The authorities of the newly established Sociological Society were disposed to take up the subject of Race Improvement, so I gave lectures at two of their meetings in 1904 and 1905, which are published in Vols I. and II. of the Sociological Papers [169]. The subjects were on, "Eugenics, its Scope and Aims," "Restrictions in Marriage," "Studies in National Eugenics," and "Eugenics as a Factor in Religion." Eugenics is officially defined in the Minutes of the University of London as "the study of agencies under social control that may improve or impair the racial qualities of future generations, either physically or mentally."

Skilful and cautious statistical treatment is needed in-most of the many inquiries upon whose results the methods of Eugenics will rest. A full account of the inquiries is necessarily technical and dry, but the results are not, and a "Eugenics Education Society" has been recently established to popularise those results. At the request of its Committee I have lately joined it as Hon. President, and hope to aid its work so far as the small powers that an advanced age still leaves intact may permit.

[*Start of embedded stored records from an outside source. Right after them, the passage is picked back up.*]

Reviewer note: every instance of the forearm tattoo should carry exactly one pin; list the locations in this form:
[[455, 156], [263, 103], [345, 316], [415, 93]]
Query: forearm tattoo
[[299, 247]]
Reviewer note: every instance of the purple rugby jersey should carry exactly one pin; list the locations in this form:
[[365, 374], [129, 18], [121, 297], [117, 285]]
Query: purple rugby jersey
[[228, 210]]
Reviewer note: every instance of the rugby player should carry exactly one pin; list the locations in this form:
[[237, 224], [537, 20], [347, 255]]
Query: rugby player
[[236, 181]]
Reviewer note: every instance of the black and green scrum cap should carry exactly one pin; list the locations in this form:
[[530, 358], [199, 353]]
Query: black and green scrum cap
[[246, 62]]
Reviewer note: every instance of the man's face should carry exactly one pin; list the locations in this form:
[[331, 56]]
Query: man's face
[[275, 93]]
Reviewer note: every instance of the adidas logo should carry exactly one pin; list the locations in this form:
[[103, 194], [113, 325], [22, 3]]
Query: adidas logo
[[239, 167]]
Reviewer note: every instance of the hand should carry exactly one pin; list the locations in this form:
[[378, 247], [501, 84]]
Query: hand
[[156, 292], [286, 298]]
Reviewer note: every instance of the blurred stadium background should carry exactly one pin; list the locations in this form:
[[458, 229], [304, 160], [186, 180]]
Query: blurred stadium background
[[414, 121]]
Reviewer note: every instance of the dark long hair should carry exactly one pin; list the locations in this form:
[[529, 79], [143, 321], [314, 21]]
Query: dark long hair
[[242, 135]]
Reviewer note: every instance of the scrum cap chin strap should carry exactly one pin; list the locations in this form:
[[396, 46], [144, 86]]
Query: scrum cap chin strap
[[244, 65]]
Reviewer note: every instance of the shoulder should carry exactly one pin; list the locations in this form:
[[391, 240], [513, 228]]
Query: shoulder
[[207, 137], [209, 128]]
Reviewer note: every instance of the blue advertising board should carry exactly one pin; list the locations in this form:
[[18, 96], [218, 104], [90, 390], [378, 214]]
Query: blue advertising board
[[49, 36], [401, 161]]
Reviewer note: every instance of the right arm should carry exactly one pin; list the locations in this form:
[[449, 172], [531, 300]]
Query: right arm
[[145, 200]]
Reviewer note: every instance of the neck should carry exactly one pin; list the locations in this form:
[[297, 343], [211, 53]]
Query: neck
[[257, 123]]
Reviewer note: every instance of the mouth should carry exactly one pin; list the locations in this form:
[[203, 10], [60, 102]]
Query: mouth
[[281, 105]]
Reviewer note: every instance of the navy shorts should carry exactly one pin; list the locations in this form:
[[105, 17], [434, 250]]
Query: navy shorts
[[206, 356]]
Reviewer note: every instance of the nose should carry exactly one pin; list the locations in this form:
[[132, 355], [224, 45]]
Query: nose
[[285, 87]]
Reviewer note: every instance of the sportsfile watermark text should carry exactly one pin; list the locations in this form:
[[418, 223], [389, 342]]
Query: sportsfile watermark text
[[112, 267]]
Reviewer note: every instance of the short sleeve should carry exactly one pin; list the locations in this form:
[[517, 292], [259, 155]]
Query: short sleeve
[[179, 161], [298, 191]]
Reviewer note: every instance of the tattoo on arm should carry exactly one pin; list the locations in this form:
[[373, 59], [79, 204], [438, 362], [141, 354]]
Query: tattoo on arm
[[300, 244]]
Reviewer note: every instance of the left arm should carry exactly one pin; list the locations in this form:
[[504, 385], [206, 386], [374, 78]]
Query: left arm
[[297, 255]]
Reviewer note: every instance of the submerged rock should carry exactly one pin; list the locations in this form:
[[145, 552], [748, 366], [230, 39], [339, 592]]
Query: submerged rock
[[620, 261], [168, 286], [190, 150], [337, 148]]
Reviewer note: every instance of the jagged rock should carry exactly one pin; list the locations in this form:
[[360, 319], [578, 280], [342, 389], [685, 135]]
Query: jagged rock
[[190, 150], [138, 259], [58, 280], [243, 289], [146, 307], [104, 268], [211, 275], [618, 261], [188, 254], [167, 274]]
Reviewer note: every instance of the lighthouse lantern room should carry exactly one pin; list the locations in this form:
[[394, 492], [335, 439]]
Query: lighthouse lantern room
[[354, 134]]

A true philanthropist concerns himself not only with society as a whole, but also with as many of the individuals who compose it as the range of his affections can include. If a man devotes himself solely to the good of a nation as a whole, his tastes must be impersonal and his conclusions so far heartless, deserving the ill title of "dismal" with which Carlyle labelled statistics. If, on the other hand, he attends only to certain individuals in whom' he happens to take an interest, he becomes guided by favouritism and is oblivious of the rights of others and of the futurity of the race. Charity refers to the individual; Statesmanship to the nation; Eugenics cares for both.

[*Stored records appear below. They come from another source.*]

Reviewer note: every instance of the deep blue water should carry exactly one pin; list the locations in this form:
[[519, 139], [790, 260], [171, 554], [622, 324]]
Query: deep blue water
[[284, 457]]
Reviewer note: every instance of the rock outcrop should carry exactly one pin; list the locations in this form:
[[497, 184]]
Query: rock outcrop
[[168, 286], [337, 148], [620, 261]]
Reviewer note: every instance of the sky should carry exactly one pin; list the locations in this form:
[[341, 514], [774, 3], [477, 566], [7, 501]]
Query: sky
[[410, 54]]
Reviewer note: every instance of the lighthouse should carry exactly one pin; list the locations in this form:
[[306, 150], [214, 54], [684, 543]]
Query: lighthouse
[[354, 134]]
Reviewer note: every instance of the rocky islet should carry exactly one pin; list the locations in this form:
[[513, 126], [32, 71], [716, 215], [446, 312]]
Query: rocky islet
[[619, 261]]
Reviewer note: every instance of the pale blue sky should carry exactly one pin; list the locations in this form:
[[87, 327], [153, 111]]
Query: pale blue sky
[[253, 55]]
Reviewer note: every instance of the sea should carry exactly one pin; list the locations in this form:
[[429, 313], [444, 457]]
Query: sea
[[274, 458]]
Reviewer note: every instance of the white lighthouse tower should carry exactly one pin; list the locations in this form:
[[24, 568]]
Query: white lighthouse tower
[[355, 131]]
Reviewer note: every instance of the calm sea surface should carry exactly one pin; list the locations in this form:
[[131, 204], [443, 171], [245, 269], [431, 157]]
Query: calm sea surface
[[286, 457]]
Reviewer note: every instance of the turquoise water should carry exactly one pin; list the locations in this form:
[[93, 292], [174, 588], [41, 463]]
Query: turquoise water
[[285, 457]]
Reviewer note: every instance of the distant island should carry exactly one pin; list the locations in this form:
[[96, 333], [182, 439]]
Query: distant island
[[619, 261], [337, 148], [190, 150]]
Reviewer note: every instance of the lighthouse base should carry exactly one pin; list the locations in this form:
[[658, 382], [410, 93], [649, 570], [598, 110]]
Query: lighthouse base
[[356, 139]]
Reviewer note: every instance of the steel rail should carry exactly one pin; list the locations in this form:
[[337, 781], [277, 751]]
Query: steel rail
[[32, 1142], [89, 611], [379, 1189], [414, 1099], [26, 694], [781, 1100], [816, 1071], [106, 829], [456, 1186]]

It is known that a considerable part of the huge stream of British charity furthers by indirect and unsuspected ways the production of the Unfit; it is most desirable that money and other attention bestowed on harmful forms of charity should be diverted to the production and well-being of the Fit. For clearness of explanation we may divide newly married couples into three classes, with respect to the probable civic worth of their offspring. There would be a small class of "desirables," a large class of "passables," of whom nothing more will be said here, and a small class of "undesirables." It would clearly be advantageous to the country if social and moral support as well as timely material help were extended to the desirables, and not monopolised as it is now apt to be by the undesirables.

I take Eugenics very seriously, feeling that its principles ought to become one of the dominant motives in a civilised nation, much as if they were one of its religious tenets. I have often expressed myself in this sense, and will conclude this book by briefly reiterating my views.

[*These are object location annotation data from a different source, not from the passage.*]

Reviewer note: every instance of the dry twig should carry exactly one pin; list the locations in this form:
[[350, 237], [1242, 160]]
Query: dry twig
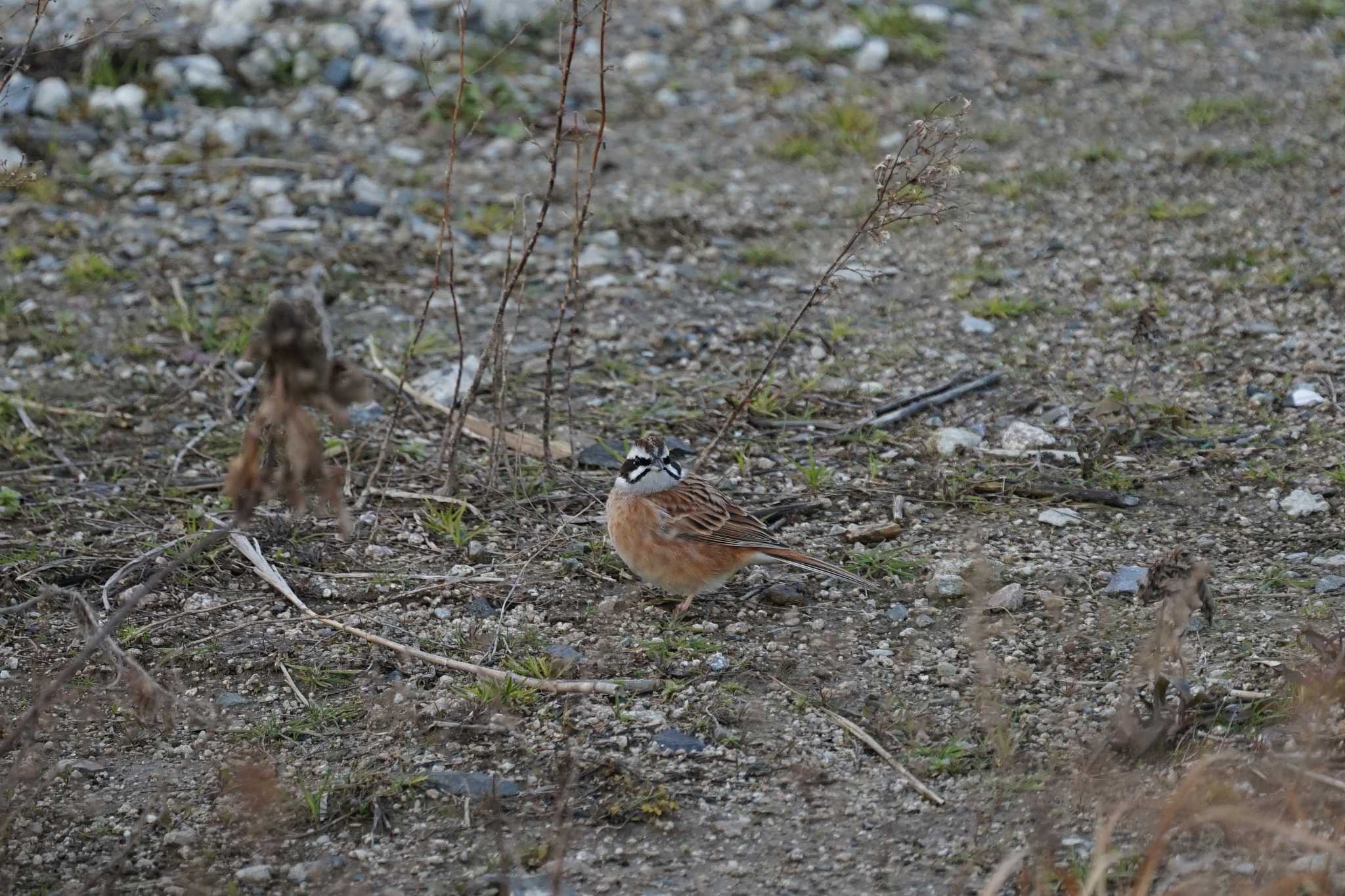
[[911, 183], [268, 572]]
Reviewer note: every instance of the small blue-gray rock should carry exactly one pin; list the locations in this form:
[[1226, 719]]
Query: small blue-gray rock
[[1126, 581], [362, 414], [482, 608], [471, 784], [1329, 584], [674, 739], [519, 885], [563, 652]]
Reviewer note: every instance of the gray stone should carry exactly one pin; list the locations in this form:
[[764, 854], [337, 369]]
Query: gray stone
[[872, 55], [393, 79], [50, 97], [1020, 436], [24, 355], [254, 875], [1126, 581], [182, 837], [948, 440], [931, 12], [1060, 516], [440, 383], [472, 784], [1301, 503], [1007, 598], [674, 739], [16, 96], [228, 37], [338, 73], [847, 38], [978, 326], [202, 72], [946, 585], [518, 885], [563, 652], [1304, 395], [337, 39], [286, 224]]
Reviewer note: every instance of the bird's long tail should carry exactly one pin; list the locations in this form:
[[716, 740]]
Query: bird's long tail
[[813, 565]]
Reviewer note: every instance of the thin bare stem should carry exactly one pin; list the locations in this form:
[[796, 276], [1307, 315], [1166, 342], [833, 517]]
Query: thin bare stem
[[911, 183], [516, 273]]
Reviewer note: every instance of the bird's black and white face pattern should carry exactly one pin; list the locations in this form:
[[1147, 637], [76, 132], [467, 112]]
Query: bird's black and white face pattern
[[649, 468]]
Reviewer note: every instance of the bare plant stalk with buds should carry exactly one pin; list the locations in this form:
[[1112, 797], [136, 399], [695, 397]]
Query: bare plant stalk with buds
[[912, 183]]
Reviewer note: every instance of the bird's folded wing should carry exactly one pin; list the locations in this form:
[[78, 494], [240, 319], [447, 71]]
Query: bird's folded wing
[[697, 511]]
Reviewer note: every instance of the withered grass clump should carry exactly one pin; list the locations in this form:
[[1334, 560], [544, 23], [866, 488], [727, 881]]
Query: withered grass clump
[[280, 448]]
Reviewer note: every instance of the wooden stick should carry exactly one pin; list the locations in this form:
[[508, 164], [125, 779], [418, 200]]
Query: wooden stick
[[147, 555], [68, 412], [876, 747], [291, 683], [1051, 490], [474, 426], [268, 572], [426, 496], [925, 403]]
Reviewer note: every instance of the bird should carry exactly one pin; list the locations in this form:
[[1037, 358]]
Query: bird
[[1181, 582], [681, 534]]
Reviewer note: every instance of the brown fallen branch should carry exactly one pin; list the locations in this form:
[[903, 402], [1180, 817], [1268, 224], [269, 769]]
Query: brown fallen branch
[[1051, 490], [27, 721], [472, 426], [917, 405], [268, 572], [876, 747]]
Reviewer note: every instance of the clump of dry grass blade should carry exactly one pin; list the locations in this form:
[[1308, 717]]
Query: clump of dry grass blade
[[912, 183], [295, 350]]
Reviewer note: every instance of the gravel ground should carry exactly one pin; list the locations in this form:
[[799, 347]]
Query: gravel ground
[[1147, 246]]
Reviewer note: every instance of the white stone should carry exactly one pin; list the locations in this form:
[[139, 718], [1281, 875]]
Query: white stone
[[1301, 503], [950, 438], [407, 155], [165, 74], [1006, 598], [228, 37], [286, 224], [390, 78], [1060, 516], [259, 66], [254, 875], [131, 98], [337, 39], [1020, 436], [50, 97], [931, 12], [847, 38], [971, 324], [645, 68], [1304, 396], [872, 55], [267, 186], [202, 72]]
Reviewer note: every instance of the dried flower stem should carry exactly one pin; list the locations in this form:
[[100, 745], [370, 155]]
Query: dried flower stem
[[912, 183], [514, 273]]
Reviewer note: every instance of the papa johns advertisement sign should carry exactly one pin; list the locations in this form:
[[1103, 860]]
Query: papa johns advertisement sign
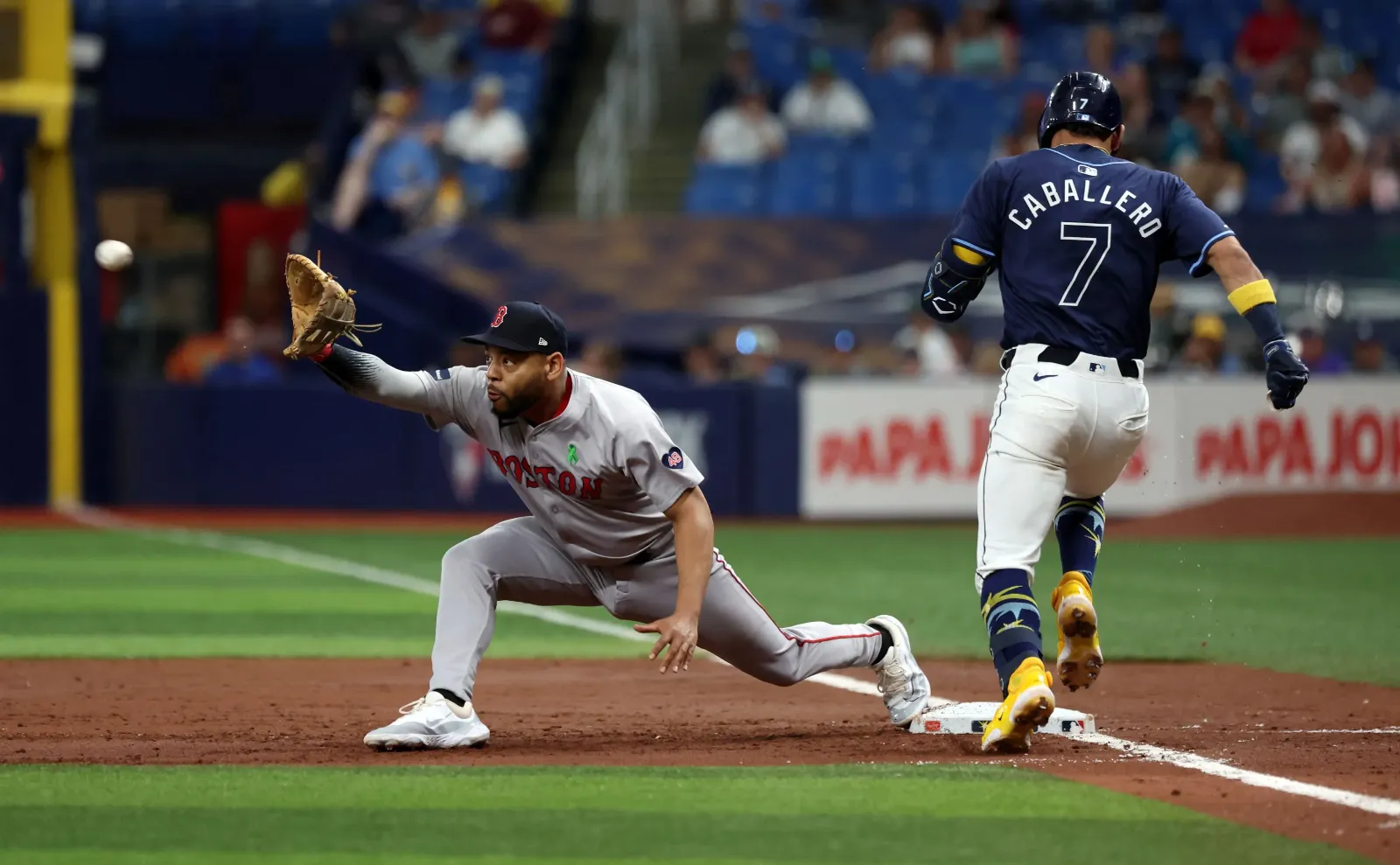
[[909, 450]]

Individuals appear to me as partial detachments from the infinite ocean of Being, and this world as a stage on which Evolution takes place, principally hitherto by means of Natural Selection, which achieves the good of the whole with scant regard to that of the individual.

Man is gifted with pity and other kindly feelings; he has also the power of preventing many kinds of suffering. I conceive it to fall well within his province to replace Natural Selection by other processes that are more merciful and not less effective.

This is precisely the aim of Eugenics. Its first object is to check the birth-rate of the Unfit, instead of allowing them to come into being, though doomed in large numbers to perish prematurely. The second object is the improvement of the race by furthering the productivity of the Fit by early marriages and healthful rearing of their children. Natural Selection rests upon excessive production and wholesale destruction; Eugenics on bringing no more individuals into the world than can be properly cared for, and those only of the best stock.